Lost in the Middle: Preventing Context Window Attention Degradation

James Phoenix

Summary

Large language models exhibit a U-shaped attention pattern: they attend most strongly to information at the beginning and end of their context window, while information in the middle receives reduced attention. This “lost in the middle” effect causes relevant information to be missed even when present in context.

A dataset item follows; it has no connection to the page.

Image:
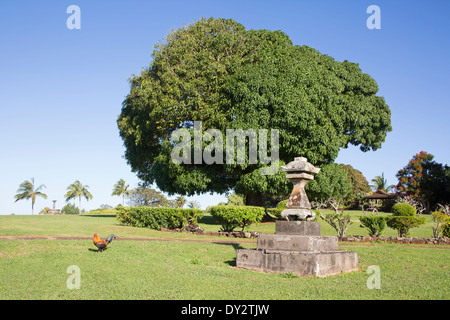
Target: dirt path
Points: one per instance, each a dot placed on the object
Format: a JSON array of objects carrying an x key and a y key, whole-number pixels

Mitigation strategies include positioning critical content at extremes, using progressive disclosure to avoid middle-stuffing, chunking with summaries, and query-anchored context placement.

The Problem

You’ve carefully curated your context. The relevant code is included. The documentation is there. The examples are perfect. Yet the LLM ignores crucial information and generates incorrect output.

The culprit is often not what you included, but where you placed it.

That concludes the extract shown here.